#1 DEFINING GOALS
When I'm working with a client I take the time to understand their values and goals. I need to understand what they're building and who they're targeting. This gives me a grasp on the goals I should have when creating this product.
I also come to understand the technical needs of the client. Does the company have established branding requirements that need to be followed? What are the target platforms, or how will the final product be delivered? These are all things I have to take into consideration before I can even start.
#2 PRICING ON VALUE
When I have a firm grasp of the project goals I come to the client with a quote. This amount takes several different factors into account. While I do not charge hourly, the time it will take to complete the project is a factor in the pricing. I focus on the value of the work I would be producing when deciding the final quote, and it's not something I take lightly. I do not offer discounts without removing features, but I will not remove features I feel will compromise the final product.
If the client is ok with the amount of the quote then I ask for a deposit before I start work. This allows me to dedicate the time needed to work in order to complete the project in a timely manner.
I believe in the once concept approach. This means that when it comes to deliver the final product the client isn't going to have to make a choice between 2 or more concepts. I believe that if the client is paying me to provide a design solution then it's my job to do so. As a result, I spend a large portion of the time working out ideas.
My strategy for design is to try everything, no matter how silly it seems in your head. I do what is essentially a brain dump on paper. Based on the goals that have been defined, I start drawing whatever ideas pop into my head. I feel like if I don't try everything, I will miss on a great idea. While these drawings are all very rough, they give me a good visualization of what may or may not work.
#4 NARROWING IT DOWN
When I feel like I have 2 or 3 solid starting points, I then start to flesh those ideas out. I spend a lot of time reworking the concepts, and mixing and matching ideas. The objective is to narrow down to a single concept that best meets the project goals. It's a lot of trial and error, but it results in something that I feel is a superior product.

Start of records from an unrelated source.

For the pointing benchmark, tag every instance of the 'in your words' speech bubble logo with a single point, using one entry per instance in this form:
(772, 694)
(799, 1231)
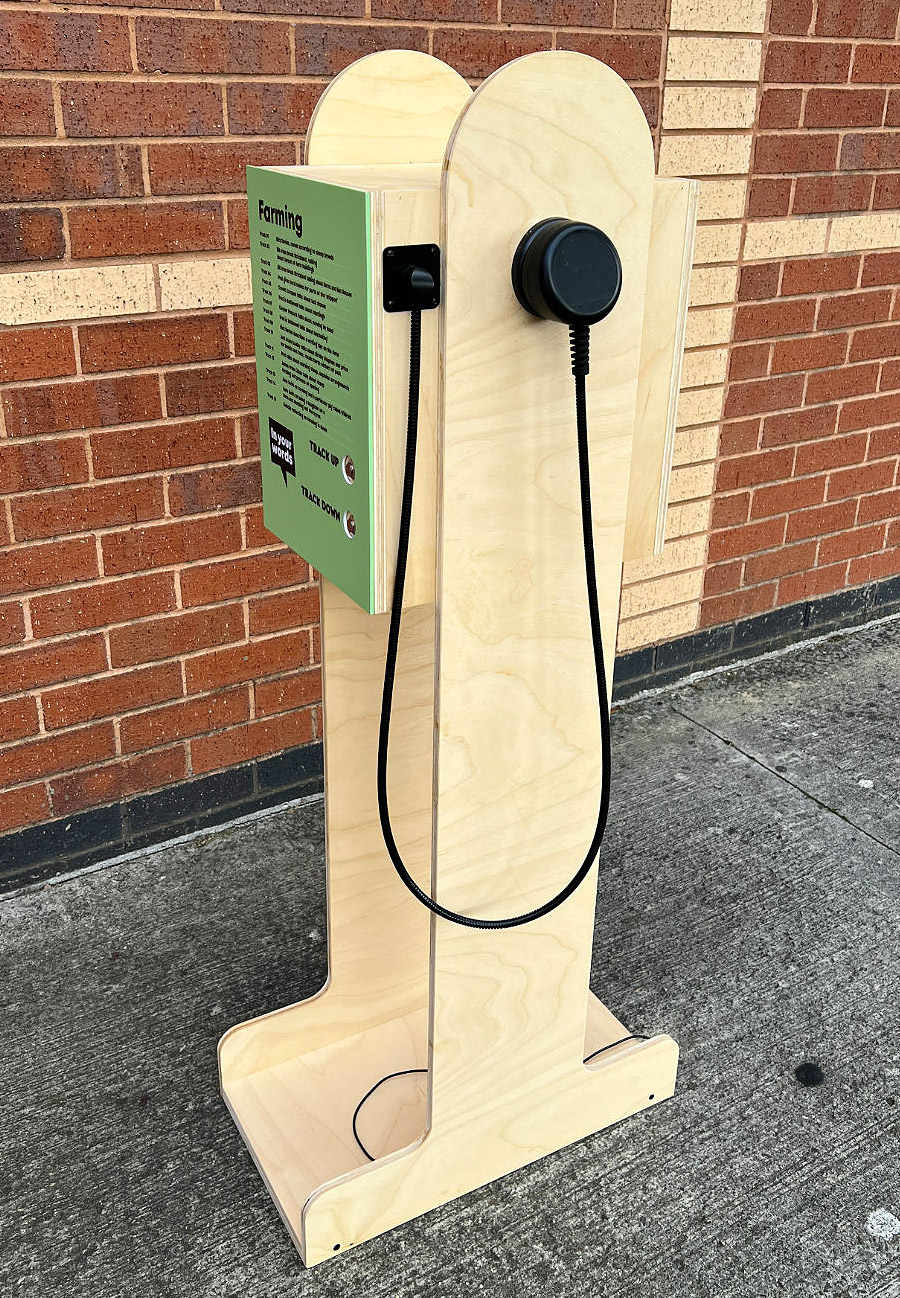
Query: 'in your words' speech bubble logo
(281, 448)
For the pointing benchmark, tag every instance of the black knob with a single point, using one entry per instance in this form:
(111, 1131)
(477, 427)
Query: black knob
(566, 271)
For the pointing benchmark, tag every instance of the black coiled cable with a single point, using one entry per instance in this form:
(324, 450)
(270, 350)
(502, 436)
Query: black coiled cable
(579, 344)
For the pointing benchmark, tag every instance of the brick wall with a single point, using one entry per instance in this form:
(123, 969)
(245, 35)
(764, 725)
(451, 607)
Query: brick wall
(151, 631)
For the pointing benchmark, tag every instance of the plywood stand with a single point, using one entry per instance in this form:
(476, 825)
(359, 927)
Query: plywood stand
(495, 757)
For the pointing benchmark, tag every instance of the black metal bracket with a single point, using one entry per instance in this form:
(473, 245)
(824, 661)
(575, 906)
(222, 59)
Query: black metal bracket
(411, 275)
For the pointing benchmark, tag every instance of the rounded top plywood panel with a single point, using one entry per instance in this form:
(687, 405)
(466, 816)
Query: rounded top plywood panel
(396, 105)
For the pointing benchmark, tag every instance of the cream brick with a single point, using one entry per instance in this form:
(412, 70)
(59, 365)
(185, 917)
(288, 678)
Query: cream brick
(656, 627)
(685, 519)
(708, 327)
(700, 369)
(221, 282)
(798, 236)
(696, 108)
(82, 292)
(720, 59)
(675, 557)
(721, 199)
(661, 593)
(711, 284)
(717, 243)
(694, 482)
(870, 230)
(705, 155)
(699, 405)
(695, 445)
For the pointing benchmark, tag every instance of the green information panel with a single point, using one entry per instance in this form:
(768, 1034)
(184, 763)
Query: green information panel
(312, 310)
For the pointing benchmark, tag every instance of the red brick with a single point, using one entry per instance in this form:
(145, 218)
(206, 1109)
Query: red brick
(174, 635)
(870, 412)
(70, 42)
(326, 48)
(873, 567)
(35, 567)
(175, 44)
(813, 352)
(166, 445)
(750, 362)
(185, 719)
(740, 604)
(212, 168)
(214, 488)
(270, 108)
(883, 504)
(779, 430)
(739, 436)
(633, 57)
(850, 380)
(12, 623)
(55, 753)
(844, 108)
(285, 610)
(116, 780)
(875, 343)
(759, 282)
(82, 606)
(26, 108)
(724, 576)
(818, 522)
(238, 663)
(779, 108)
(861, 479)
(243, 334)
(250, 574)
(769, 197)
(140, 108)
(748, 539)
(820, 274)
(804, 62)
(255, 739)
(139, 549)
(22, 806)
(791, 17)
(846, 545)
(730, 510)
(785, 497)
(804, 586)
(18, 718)
(774, 563)
(757, 397)
(135, 229)
(831, 453)
(786, 153)
(29, 465)
(111, 696)
(883, 441)
(83, 509)
(287, 692)
(81, 404)
(875, 149)
(831, 194)
(794, 316)
(35, 353)
(874, 18)
(877, 64)
(135, 344)
(33, 234)
(844, 309)
(62, 171)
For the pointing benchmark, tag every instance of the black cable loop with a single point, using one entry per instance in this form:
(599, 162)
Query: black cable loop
(579, 343)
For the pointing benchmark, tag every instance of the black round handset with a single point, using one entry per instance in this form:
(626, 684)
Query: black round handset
(566, 271)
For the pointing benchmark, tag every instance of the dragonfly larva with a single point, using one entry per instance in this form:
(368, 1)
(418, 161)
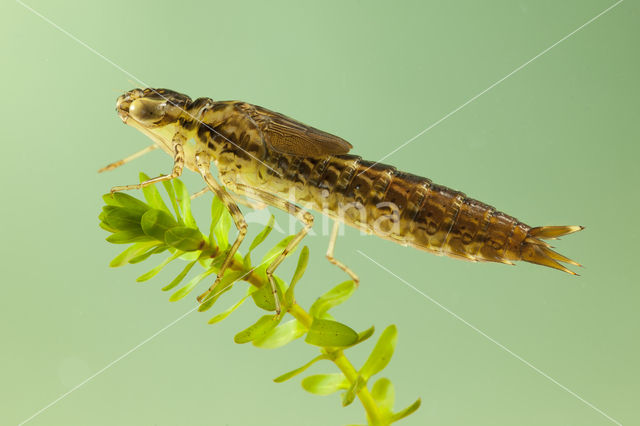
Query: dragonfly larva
(273, 159)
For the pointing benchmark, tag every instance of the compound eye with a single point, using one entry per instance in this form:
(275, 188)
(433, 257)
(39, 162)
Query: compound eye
(147, 111)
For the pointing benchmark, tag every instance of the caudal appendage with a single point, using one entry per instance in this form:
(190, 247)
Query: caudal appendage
(535, 250)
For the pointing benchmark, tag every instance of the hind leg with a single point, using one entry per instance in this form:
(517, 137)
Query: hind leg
(203, 164)
(331, 248)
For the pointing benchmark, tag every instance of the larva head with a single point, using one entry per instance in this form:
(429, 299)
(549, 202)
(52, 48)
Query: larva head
(152, 108)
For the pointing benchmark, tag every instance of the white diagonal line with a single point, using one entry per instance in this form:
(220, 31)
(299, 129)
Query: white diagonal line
(91, 49)
(500, 345)
(130, 351)
(492, 86)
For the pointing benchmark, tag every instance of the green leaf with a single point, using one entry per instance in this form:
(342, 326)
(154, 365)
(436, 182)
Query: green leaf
(152, 195)
(158, 249)
(293, 373)
(263, 298)
(156, 222)
(332, 298)
(325, 384)
(221, 316)
(381, 354)
(262, 235)
(177, 280)
(350, 394)
(330, 333)
(172, 197)
(130, 203)
(265, 324)
(281, 335)
(123, 219)
(184, 200)
(384, 394)
(223, 286)
(407, 411)
(186, 289)
(364, 335)
(130, 253)
(303, 260)
(152, 273)
(184, 238)
(126, 237)
(107, 227)
(222, 228)
(217, 208)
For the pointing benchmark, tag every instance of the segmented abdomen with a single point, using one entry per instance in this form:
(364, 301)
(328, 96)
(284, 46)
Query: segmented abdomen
(410, 210)
(413, 210)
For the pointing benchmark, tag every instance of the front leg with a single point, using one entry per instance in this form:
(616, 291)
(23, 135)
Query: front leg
(178, 165)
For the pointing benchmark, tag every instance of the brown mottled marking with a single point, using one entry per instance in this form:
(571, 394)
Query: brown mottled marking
(263, 154)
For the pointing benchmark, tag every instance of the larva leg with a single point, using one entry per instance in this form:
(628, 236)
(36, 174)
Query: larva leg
(330, 249)
(178, 165)
(303, 216)
(199, 193)
(203, 164)
(128, 159)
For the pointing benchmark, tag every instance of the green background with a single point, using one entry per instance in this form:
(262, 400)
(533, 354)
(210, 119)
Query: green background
(556, 143)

It all culminates in the final sketch. This is more detailed and defined than the previous drawings because this is what I will work off for the final product. At this stage I also start putting together a color scheme on the computer that I will use when it comes time to creating the final product.
#5 CREATING THE FINAL PRODUCT
First thing's first, I scan the final sketch onto my computer. I don't often trace the sketch, because I feel like it constrains the final product too much. I simply like to have it up on the screen for quick reference. The reason I like to have the color scheme defined ahead of time is so I can start to give the icon color as I start putting it together in Sketch.
When I've finished drawing the icon, I then go through to fix any issues there might be. Nearly every time I create an icon there are some nasty half-pixels that need to be taken care of before I can call it a finished product. I go through and check the size and position of every shape and line, and fix any of those values that aren't whole numbers. I pride myself in producing pixel-perfect designs.
When the final product is completed, I write up a case study that I then send to the client alongside the final invoice for the remainder of the amount quoted (after the deposit). The case study informs the client on the decisions I made throughout the design process, and explains why the final product meets the goals of the project.
Once the final invoice is paid I send the final product in the required formats and sizes.